The Arcive of Official vBulletin Modifications Site.

Stop Spammers with rel=nofollow in URLs! · **Released**: 01-19-2005

In the first cooperative move for nearly ten years, the major search engines have unveiled a new indexing command for web authors that they all recognize, one that they hope will help reduce the link and comment spam that plagues many web sites....due to removing the point of doing it in the first place.

The new "nofollow" attribute that can be associated with links was originated as an idea by Google in late 2004 and MSN and Yahoo, as well as major blogging vendors have jumped onboard.

The Nofollow Attribute

The new attribute is called "nofollow" with rel="nofollow" being the format inserted within an anchor tag.
When added to any link, it will effectively serve as a flag to tell the search engines that the link has not been explictly approved by the site owner, and therefore "not follow" it, or not use the referring page's (on your site) Page Rank in any way.

For example, this is how the HTML markup for an ordinary link might look:

<a href="http://www.somedomain.com/page.html">My forums are the best lol lol lol click here!!</a>

This is how the link would look after the nofollow attribute has been added, with the attribute portion shown in bold

<a href="http://www.somedomain.com/page.html" rel="nofollow">My forums are the best lol lol lol click here!!</a>

This would also be acceptable, as order of elements within the anchor tag makes no difference:

<a rel="nofollow" href="http://www.site.com/page.html" >Visit My Page</a>

Once added, the search engines supporting the attribute will understand that the link has not been approved in some way by the site owner.

Think of it as a way to flag to them, "I didn't post this link -- someone else did."

Quote:

Originally Posted by Alkatraz

If Google sees nofollow as part of a link, it will:

1. NOT follow through to that page.
2. NOT count the link in calculating PageRank link popularity scores.
3. NOT count the anchor text in determining what terms the page being linked to is relevant for.

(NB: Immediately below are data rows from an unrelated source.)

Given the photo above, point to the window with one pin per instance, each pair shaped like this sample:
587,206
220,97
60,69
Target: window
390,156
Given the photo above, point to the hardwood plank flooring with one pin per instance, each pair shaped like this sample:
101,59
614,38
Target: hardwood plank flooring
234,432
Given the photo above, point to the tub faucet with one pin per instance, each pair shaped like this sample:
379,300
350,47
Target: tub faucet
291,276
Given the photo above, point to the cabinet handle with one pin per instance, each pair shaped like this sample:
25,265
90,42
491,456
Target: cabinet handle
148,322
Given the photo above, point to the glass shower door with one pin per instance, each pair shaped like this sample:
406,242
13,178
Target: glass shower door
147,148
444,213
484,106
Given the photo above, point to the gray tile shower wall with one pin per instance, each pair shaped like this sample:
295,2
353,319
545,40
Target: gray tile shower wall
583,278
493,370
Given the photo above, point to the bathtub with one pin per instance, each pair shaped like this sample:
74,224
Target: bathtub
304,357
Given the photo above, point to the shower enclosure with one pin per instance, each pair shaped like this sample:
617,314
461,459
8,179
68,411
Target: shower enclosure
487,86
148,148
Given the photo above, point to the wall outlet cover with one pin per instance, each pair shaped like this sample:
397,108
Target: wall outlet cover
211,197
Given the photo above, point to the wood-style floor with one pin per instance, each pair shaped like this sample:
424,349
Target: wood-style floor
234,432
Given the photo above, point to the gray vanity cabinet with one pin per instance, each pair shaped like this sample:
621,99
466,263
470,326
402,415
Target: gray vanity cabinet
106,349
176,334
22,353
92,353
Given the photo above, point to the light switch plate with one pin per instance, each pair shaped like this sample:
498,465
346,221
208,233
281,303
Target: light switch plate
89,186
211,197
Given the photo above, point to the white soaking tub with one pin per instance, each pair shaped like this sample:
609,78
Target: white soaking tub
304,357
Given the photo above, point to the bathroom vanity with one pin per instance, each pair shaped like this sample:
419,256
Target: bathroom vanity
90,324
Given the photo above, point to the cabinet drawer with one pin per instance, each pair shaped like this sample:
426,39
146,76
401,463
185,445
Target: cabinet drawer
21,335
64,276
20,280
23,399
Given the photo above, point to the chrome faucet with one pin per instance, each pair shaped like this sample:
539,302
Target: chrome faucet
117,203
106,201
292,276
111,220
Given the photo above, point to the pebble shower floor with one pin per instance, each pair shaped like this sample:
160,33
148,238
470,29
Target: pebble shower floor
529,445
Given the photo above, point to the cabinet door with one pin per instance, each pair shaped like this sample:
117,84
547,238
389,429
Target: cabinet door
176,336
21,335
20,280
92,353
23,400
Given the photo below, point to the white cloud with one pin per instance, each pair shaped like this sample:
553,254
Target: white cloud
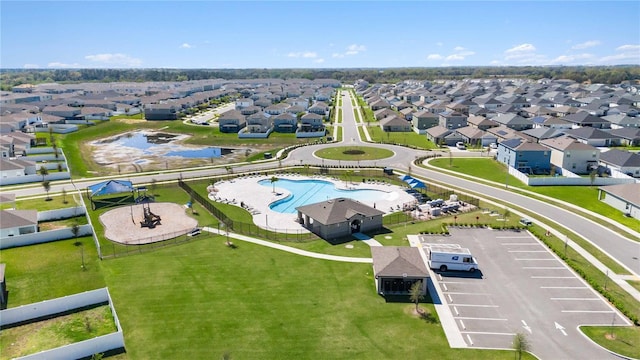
454,57
521,49
114,60
626,54
303,54
585,45
569,59
628,48
353,49
62,65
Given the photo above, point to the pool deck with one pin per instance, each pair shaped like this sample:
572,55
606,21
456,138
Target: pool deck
256,198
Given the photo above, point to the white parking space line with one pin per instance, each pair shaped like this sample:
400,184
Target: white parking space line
470,341
457,293
487,333
527,251
563,287
522,259
513,244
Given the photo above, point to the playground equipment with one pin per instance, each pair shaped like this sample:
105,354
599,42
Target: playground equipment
150,219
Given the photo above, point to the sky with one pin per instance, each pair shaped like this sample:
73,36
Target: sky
316,34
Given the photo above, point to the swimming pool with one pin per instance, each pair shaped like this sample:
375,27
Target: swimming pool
305,192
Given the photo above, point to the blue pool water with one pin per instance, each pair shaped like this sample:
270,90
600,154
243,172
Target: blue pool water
305,192
161,144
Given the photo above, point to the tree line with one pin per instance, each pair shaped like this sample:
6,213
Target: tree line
593,74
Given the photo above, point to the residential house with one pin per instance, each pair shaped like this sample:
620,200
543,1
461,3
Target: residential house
622,121
339,217
396,269
231,121
395,124
452,120
481,122
259,122
423,120
594,137
476,137
513,121
571,154
525,156
623,197
584,119
18,222
628,136
438,135
160,112
622,161
311,122
285,123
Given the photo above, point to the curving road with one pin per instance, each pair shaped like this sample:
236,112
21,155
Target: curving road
625,251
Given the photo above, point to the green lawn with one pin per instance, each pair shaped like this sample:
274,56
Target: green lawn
52,333
410,139
489,169
622,340
202,299
354,153
46,271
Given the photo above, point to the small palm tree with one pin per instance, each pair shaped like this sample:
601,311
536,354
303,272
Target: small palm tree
415,293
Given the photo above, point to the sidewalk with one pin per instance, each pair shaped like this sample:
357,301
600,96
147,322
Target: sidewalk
289,248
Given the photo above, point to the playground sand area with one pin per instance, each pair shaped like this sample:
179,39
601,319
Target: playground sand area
122,224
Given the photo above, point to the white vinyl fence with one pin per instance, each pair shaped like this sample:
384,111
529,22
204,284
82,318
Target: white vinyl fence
35,311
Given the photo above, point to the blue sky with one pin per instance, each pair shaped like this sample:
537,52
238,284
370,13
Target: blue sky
316,34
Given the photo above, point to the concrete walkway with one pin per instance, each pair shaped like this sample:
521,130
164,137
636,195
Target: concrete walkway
366,239
289,248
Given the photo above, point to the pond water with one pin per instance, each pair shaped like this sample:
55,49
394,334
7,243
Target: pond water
162,144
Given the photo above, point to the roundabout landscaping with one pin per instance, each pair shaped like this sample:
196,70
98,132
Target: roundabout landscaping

The site that is being linked to will gain nothing from the link, so the whole point of doing it in the first place is removed.

WHAT WILL THIS DO, IN ESSENCE?

This will affect URLs in posts, as well as signatures...anything that goes through the bbcodeparse function as far as I can tell/guess, and will work recursively, or whatever the word is that means 'it will affect all existing posts and signatures'...or it did for me anyway.

Update:

Thanks to Michael Morris and natez0rz for pointing out that using the $post global would be a much better idea.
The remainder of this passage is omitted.